Keywords: behavior, space, adat settlement of Nggela Village

Abstrak

Perilaku manusia pada umumnya dipengaruhi oleh adat, sikap, emosi, nilai, etika, kekuasaan, persuasi, genetik, dan ketersediaan ruang. Penelitian ini mengkaji perilaku masyarakat pada permukiman adat di Desa Nggela, Kabupaten Ende. Kajiannya difokuskan pada perilaku budaya berkenaan dengan beberapa ritual adat Loka Lolo, Joka Ju, dan Lobo Keda. Diskusi dalam paper ini berkaitan erat dengan tatanan kepemerintahan yang berlaku di desa ini, yang memiliki 17 pemimpin adat yang menempati 15 rumah adat. Penelitian ini menerapkan pendekatan naturalistik. Melalui studi ini ditemukan bahwa perilaku manusia yang menentukan patrun permukiman adat di Desa Nggela didasari oleh perjalanan sejarah kosmologi, kepercayaan, kecenderungan untuk bekerja secara bersama-sama, elemen-element permukiman yang dianggap sakral, dan struktur sosial.

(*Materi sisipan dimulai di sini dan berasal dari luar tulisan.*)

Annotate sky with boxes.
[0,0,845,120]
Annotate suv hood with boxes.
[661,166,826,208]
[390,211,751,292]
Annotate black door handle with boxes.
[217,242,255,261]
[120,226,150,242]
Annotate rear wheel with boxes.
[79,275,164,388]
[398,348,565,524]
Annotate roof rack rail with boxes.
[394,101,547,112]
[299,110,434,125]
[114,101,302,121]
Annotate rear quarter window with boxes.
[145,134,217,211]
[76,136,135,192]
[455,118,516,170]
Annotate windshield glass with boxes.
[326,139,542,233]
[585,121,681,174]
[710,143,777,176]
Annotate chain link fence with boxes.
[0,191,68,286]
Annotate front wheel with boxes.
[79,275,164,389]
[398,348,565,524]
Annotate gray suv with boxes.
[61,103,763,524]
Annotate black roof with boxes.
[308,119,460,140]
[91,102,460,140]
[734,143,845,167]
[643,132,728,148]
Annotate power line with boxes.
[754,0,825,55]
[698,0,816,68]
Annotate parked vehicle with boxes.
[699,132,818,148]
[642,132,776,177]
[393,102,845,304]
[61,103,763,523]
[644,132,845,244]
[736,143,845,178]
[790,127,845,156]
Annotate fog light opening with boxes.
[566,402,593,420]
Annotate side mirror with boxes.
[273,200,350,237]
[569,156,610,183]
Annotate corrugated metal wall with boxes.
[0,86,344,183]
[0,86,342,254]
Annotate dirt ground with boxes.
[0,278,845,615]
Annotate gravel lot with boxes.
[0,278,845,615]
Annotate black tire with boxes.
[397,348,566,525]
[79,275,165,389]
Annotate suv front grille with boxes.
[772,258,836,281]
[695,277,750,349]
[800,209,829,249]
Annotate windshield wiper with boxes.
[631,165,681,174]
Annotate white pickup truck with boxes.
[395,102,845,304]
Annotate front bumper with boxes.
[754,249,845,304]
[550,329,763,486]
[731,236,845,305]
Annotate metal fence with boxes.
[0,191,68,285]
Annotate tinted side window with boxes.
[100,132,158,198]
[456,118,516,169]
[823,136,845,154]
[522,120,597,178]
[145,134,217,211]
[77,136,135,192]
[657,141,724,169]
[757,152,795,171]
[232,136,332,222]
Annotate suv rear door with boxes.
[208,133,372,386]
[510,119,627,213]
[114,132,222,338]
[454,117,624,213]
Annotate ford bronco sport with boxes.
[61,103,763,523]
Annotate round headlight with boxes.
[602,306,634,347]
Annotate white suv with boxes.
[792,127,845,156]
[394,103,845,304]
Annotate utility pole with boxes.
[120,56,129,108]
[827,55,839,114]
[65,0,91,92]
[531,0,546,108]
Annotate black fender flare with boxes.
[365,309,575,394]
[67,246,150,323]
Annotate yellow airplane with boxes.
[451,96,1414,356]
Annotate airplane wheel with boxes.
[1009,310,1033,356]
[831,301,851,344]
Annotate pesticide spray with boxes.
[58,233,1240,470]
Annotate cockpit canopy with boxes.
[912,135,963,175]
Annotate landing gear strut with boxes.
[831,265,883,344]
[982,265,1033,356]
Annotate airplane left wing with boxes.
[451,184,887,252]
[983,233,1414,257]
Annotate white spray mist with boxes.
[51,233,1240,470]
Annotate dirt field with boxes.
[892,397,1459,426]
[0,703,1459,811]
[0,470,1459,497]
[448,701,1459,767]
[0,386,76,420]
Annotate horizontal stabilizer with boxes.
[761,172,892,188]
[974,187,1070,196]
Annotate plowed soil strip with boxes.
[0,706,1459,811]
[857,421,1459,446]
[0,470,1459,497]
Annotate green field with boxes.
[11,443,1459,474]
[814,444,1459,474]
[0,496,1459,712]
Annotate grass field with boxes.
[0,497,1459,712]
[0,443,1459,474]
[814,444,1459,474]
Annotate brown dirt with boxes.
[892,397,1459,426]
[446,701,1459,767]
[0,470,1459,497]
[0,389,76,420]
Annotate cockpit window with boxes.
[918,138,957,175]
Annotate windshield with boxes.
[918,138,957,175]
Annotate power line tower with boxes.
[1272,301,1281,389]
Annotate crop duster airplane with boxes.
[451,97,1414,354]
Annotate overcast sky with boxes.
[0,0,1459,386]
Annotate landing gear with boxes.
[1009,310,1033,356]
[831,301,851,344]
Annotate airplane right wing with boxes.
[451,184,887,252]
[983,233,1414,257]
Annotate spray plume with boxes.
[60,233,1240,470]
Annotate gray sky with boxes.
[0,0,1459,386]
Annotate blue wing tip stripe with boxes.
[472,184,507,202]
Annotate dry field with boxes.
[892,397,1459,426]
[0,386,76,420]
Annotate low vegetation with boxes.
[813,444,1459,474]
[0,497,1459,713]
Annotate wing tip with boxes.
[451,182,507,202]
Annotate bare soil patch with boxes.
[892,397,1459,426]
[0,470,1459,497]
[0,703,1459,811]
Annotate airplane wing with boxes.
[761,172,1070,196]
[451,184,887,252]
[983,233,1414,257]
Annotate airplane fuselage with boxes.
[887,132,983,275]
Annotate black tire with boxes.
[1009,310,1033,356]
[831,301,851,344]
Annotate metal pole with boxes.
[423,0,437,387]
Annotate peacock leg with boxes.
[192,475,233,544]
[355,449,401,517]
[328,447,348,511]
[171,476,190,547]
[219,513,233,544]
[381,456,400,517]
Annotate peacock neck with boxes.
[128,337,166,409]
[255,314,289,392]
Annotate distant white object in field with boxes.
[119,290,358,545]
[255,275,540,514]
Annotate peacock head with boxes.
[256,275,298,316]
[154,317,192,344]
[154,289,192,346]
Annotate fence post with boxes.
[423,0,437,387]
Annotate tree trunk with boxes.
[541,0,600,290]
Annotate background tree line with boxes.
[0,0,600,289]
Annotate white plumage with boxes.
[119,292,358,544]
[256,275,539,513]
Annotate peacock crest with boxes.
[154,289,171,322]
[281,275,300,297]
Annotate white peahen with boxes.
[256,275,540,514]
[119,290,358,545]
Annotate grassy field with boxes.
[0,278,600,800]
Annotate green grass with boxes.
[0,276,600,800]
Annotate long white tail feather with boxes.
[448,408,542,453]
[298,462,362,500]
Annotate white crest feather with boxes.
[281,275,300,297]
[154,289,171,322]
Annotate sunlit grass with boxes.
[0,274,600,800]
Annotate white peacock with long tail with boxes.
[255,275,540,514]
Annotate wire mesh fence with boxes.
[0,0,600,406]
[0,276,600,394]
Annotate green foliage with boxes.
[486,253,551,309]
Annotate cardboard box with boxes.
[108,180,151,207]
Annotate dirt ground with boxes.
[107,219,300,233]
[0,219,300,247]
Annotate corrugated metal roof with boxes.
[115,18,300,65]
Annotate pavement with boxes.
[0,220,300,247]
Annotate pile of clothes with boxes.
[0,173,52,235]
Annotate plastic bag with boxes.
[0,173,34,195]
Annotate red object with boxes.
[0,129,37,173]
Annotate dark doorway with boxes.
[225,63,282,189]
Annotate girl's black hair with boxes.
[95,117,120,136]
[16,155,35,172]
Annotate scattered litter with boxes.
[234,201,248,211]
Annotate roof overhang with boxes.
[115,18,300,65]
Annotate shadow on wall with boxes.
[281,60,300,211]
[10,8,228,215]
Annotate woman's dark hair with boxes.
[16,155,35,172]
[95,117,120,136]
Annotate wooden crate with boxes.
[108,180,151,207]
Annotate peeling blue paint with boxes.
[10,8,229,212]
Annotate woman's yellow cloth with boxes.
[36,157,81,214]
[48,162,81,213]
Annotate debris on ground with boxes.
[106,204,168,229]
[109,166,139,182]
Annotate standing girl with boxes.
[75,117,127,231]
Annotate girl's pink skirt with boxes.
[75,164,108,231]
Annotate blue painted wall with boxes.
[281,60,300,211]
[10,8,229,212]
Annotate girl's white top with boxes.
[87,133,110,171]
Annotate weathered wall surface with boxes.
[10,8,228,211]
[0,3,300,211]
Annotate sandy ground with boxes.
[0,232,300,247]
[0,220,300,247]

Kata kunci: perilaku, ruang, Permukiman Adat Desa Nggela

Prodi Teknik Arsitektur, Fakultas Teknik, Universitas Flores

Email: fabiolakerong@yahoo.co.id

Prodi Teknik Arsitektur, Fakultas Teknik, Universitas Flores

Email: silvestersiso190@gmail.com

Pendahuluan

Perilaku manusia merupakan aktivitas yang dilakukan berdasarkan kebiasaan, budaya dan adat. Dapat dikatakan sebagai sekumpulan perilaku yang dimiliki oleh manusia dan dipengaruhi oleh adat, sikap, emosi, nilai, etika, kekuasaan, persuasi, dan/atau genetika. Perilaku manusia ini tentunya terdapat ruang yang mewadahi segala aktivitas yang terjadi. Menurut Vitruvius ada tiga hal yang sangat fundamental dalam arsitektur yakni kemantapan (firmitas), kemanfaatan (utilitas) dan kesenian (venustas). Namun seiring dengan perkembangan arsitektur yang semakin kompleks maka dalam proses perancangan tidak hanya memperhatikan ketiga hal tersebut melainkan dengan adanya pendekatan lain, salah satunya adalah pengaruh perilaku manusia terhadap lingkungan fisik. Lingkungan fisik dalam hal ini khusus pada permukiman adat di Desa Nggela, Kecamatan Wolojita, Kabupaten Ende.

Permukiman adat Desa Nggela merupakan salah satu kampung adat yang berada di Kecamatan Wolojita, Kabupaten Ende, Flores-NTT yang masih mempertahankan budaya dan adat istriadat. Pola permukiman adat yang berbentuk linear terbentang dari utara ke selatan memiliki ruang luar yang terbentuk berdasarkan beberapa faktor seperti, sejarah nenek moyang, kosmologi, struktur kemasyarakatan, dan tentunya perilaku masyarakat adat baik dalam ritual adat, maupun dalam perilaku masyarakat setiap hari.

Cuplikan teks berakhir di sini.